Silly me, I was worried about the education of an entire generation versus thousands upon thousands of potential addicts gambling away their paychecks. According to the Chron's editorial board, I should frame the entire debate around 600 Kickapoo Indians in south Texas:
Unfortunately for the Kickapoo, the proposals put forward by the Texas Lottery Commission, if adopted without special accommodation for the tribe, would mean the end of their Class II casino. The depressed Eagle Pass area alone cannot support the tribe's casino, which depends on customers from San Antonio, about 150 miles to the north. If San Antonio's tracks offered video gambling, there would be little reason for residents to go to Eagle Pass.

Because of the Kickapoo tribe's history, cohesion and surviving language, federal law allows it to apply to operate a Class III casino that would offer the full range of gambling: blackjack, roulette, dice games and the like.

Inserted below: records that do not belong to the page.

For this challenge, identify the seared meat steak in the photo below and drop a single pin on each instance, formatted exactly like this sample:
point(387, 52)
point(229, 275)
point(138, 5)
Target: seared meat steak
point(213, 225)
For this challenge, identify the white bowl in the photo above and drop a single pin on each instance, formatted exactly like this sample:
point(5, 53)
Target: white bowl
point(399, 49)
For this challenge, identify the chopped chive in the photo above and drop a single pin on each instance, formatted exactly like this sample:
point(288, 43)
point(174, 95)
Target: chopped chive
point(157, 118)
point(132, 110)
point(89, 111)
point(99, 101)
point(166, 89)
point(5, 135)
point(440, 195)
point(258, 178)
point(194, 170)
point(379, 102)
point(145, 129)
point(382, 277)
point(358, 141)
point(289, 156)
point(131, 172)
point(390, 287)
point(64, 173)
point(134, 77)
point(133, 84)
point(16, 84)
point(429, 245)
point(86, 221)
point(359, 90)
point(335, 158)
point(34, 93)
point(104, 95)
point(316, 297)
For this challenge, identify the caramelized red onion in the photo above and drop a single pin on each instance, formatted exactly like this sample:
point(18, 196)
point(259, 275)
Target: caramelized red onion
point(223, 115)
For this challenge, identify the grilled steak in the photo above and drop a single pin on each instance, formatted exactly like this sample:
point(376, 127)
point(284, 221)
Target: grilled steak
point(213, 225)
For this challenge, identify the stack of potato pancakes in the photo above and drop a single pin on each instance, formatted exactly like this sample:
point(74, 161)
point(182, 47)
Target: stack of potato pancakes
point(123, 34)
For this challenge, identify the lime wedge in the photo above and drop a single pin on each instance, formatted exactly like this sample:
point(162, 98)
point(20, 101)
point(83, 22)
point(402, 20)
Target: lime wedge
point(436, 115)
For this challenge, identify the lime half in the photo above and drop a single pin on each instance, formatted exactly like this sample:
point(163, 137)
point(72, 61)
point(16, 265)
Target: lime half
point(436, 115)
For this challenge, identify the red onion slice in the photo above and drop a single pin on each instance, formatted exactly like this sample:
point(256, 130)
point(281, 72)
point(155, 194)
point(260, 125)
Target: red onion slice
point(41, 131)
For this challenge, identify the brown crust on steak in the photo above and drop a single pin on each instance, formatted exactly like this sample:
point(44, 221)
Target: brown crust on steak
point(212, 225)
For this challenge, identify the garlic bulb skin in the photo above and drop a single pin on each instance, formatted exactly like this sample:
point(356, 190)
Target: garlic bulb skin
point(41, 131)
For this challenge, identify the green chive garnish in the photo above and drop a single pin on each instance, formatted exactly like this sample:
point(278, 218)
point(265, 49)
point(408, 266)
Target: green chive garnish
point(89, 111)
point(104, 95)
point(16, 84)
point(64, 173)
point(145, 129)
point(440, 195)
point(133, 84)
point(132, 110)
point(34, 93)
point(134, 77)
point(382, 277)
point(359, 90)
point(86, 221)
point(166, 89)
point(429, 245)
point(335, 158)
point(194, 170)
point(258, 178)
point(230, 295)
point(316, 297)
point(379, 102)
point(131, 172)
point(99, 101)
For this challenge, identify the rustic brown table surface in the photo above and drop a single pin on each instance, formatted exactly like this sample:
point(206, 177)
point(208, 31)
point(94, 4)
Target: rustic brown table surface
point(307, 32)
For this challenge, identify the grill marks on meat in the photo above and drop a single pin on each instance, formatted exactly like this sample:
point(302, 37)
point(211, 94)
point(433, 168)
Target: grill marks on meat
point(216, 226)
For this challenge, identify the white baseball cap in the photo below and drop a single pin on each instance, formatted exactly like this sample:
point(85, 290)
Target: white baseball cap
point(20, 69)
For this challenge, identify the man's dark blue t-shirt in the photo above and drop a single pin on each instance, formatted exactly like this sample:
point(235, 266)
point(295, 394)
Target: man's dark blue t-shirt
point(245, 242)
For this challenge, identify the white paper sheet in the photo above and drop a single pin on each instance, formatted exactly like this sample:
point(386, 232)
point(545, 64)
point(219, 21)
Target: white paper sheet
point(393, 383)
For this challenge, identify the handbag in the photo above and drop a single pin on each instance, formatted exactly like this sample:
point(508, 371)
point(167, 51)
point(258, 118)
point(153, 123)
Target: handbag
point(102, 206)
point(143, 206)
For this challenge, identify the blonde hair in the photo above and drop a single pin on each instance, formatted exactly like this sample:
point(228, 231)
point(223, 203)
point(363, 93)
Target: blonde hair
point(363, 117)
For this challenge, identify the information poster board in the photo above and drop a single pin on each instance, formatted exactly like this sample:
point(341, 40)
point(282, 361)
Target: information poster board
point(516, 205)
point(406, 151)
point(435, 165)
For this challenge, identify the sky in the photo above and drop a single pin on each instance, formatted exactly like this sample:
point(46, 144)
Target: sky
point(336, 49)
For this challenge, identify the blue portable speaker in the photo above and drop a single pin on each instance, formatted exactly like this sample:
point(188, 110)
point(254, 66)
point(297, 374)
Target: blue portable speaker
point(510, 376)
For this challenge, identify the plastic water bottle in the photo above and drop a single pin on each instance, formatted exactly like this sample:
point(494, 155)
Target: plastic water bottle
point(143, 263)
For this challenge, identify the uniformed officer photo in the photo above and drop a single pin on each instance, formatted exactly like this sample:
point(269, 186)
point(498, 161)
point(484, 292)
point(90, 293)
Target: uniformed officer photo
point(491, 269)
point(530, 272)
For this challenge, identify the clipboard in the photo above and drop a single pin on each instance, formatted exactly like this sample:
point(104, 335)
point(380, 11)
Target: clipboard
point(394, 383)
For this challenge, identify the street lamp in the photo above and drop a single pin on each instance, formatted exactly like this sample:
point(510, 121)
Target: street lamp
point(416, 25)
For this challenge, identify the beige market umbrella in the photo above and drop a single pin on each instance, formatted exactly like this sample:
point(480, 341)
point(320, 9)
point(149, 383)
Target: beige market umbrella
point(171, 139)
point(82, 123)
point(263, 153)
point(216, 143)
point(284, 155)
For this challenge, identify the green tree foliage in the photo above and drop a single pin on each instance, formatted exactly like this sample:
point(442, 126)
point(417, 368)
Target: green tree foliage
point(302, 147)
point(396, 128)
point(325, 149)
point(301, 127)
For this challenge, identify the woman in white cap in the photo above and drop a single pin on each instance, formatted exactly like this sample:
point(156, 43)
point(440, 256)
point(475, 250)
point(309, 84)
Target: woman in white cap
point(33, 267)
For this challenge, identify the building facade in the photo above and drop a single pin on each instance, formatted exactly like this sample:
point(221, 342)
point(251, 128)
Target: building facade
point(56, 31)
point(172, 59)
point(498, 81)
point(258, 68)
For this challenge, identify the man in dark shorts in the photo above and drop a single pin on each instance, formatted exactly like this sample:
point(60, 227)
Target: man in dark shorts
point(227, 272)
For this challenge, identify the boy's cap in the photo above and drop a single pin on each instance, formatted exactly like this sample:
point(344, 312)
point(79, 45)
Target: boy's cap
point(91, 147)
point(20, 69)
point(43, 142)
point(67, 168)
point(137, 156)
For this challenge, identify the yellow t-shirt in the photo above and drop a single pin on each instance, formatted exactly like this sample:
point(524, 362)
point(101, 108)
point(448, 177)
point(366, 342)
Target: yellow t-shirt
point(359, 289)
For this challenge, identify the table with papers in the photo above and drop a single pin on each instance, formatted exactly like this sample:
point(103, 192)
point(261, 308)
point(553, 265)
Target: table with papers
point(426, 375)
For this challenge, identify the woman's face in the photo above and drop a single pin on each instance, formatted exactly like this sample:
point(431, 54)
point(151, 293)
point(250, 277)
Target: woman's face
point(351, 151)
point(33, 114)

However, the Kickapoo leaders say they have no wish to operate a large casino, which many Texans would oppose.

If race tracks get video gambling machines, the Kickapoo leaders say, the tribe just wants a variety of games broad enough to compete with the race tracks. If their casino goes under, the impact on Eagle Pass and the tribe would be disastrous. The unemployment rate, already at 25 percent, would skyrocket. The state would have to pay for much of the tribe's social services, costs the tribe now pays with its earnings.

Gov. Rick Perry has long opposed gambling and says he does not wish to increase gambling's footprint in Texas. However, the need to reform school finance might cause his resolve to weaken. If expanding the range of gambling at race tracks does not intolerably enlarge the state's gambling footprint, there would be little danger in accommodating the Kickapoo tribe's reasonable desire to remain competitive.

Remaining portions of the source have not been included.